The Silicon Optix GEO Metro
OK, I'm funnin.' It's just the GEO, not the GEO Metro. I like crap car references (excluding any Geo Metro owners who might be reading this, of course!).
You have to hand it to Silicon Optix. Not too many chip makers can hold the short attention of a video reviewer for a whole hour during a busy trade show. Showmanship!
In addition to the HD DVD HQV Benchmark, Silicon Optix was showing off the GEO avanced geometry processor. A complement to SO's vaunted REALTA and REON scaling, deinterlacing and processing chips, the GEO has a remarkable feature set that will be a major boon for front and rear projection sets.
First, in rear projection applications the GEO will offer an inexpensive solution for electronically altering the image to allow shorter internal throws and therefore much shallower cabinet depths. To accomplish this mechanically with optics is inherently expensive to manufacturers.

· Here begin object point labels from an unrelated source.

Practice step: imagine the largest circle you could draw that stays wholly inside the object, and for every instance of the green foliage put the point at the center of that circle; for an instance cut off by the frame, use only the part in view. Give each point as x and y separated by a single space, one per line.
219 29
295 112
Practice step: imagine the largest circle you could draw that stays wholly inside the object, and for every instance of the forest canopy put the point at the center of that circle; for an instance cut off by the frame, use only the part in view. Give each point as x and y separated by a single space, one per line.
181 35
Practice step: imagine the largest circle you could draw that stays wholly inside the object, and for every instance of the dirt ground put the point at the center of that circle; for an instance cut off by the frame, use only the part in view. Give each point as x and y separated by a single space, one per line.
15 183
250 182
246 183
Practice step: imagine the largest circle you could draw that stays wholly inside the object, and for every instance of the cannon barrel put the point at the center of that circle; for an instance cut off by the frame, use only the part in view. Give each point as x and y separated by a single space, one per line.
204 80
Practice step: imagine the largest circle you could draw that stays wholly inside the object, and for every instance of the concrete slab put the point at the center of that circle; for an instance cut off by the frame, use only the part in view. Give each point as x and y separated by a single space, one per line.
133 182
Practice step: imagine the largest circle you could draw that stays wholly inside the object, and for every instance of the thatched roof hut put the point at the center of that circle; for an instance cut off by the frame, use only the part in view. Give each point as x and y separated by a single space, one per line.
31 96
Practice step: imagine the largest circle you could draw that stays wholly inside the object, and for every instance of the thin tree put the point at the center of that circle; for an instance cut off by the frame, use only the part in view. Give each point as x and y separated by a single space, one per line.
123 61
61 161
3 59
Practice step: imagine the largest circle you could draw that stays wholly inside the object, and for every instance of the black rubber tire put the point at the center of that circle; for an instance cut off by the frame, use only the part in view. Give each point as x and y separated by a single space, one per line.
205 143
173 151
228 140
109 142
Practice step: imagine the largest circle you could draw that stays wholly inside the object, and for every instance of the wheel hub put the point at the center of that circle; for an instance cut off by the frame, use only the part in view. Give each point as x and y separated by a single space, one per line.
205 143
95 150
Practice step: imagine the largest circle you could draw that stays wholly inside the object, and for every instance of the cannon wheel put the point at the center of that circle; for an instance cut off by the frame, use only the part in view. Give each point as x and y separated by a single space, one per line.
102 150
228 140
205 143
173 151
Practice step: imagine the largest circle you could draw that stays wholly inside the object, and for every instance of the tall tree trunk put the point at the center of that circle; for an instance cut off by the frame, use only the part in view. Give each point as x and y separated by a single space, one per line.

But this chip set also offers some huge benefits for panel alignment in three-chip displays. Alignemnt of the three panels is absolutely critical in getting a crisp, sharp image and it's a common failing in three-chip displays.
Another alignment related issue is color fringing, which shows as one of the colors fringing out at the sides of what is supposed to be a white line. This can be caused by chrmoatic aberration in lenses, but according to SO it is also caused by timing differences between the red, green and blue signals that are separated by a prism in the light path and then sent to the red, green and blue imaging chips in a three-chip display. The GEO corrects these timing errors to eliminating the softening effects that accompany these alignment issues.
In other words, this SO solution has the potential to eliminate some serious image degrading artifacts in three-chip designs. That's making the display world a better place to be!
BTW, the blacks on that Pioneer plasma aren't the milky gray you see here. I don't have a GEO in my digital camera to fix that particular aberration!